What are the most common types of annuities?

  • Fixed annuities - Fixed annuities earn a guaranteed interest rate for a set term (for example: one year, five years, ten years, even life). Once the guarantee period has elapsed, a new interest rate is set depending on the prevailing market interest rates at that time.
     
  • Variable annuities - Variable annuities often consist of other types of investment options, such as stocks and bonds. Unlike fixed annuities, the returns from variable annuities fluctuate and they aren't guaranteed. They can also lose their value (or even become worthless) if the companies behind those stocks and bonds go out of business.
     
  • Immediate annuities - Immediate annuities are usually purchased with a single lump-sum payment, and they guarantee a fixed payment that begins immediately after you pay the premium.

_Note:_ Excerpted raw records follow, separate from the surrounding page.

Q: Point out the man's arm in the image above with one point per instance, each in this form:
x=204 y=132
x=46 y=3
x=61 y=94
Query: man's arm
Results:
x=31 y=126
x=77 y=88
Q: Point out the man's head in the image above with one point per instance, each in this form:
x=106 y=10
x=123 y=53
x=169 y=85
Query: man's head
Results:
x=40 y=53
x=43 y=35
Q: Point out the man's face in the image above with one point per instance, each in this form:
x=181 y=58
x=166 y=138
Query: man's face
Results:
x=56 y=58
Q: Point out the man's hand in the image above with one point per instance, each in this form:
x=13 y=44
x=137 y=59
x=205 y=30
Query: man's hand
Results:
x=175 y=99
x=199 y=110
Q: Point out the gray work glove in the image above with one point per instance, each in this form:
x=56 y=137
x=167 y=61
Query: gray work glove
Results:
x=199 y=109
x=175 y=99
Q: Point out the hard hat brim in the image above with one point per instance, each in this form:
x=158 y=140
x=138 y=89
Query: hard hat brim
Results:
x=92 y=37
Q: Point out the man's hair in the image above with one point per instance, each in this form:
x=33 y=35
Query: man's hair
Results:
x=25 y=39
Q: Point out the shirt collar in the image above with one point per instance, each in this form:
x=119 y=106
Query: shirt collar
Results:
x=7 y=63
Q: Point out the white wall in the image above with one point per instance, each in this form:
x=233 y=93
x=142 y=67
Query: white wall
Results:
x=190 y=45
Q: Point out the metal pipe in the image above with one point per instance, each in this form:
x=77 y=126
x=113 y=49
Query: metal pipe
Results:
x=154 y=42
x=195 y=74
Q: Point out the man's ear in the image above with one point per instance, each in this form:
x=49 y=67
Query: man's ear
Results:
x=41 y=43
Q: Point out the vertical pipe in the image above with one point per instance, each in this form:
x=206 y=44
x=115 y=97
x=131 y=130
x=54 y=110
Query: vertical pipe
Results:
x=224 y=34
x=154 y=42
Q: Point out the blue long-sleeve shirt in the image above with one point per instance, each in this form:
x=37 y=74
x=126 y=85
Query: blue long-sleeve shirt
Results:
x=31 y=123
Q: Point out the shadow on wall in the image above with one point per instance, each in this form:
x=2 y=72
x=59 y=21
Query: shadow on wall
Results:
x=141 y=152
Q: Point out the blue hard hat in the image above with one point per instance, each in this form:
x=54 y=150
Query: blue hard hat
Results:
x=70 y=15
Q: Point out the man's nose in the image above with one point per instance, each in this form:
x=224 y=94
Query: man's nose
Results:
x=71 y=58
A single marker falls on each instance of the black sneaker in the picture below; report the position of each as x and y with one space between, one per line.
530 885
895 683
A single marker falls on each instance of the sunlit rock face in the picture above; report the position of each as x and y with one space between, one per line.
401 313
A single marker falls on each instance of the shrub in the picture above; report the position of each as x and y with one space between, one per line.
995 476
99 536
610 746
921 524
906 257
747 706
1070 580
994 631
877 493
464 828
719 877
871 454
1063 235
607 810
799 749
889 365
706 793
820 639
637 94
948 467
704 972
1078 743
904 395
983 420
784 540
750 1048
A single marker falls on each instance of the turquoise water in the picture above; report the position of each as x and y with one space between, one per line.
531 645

    An immediate annuity can be set up to pay this fixed amount for the rest of your life, or for a set time period (even if that time period ends up being longer than your life). Should the annuity outlive you, the remaining payments would go to you designated beneficiary(s).
     
  • Single premium deferred annuities (SPDA) - Single premium deferred annuities are purchased with a single lump-sum payment. They pay a guaranteed rate of return for a set amount of time, but you take your payment(s) at a later date and the taxes on the interest earned is deferred until you actually receive the payment(s). SPDAs are often used as part of a retirement plan.
     
  • Charitable gift annuities - A gift annuity is a contract between you and a foundation where you agree to donate (a usually large) sum of money in exchange for future payments (which include a set interest rate). You can typically specify whether you want the annuity to be an immediate annuity or a deferred annuity.
The benefits of annuities:
  • Annuities guarantee a safe, fixed monthly income for the rest of your life.
     
  • Unlike life insurance policies, annuities do not require a medical examination.
     
  • Annuities can be structured so that you'll never outlive your income.
     
  • The taxes on the interest earned from annuities
    are often deferred until you actually receive the
    payment(s), allowing you to earn compound interest!
Conclusion

Annuities are an essential part of any effective long-term financial plan. They help ensure that you'll have the money you'll need to live on for the rest of your life.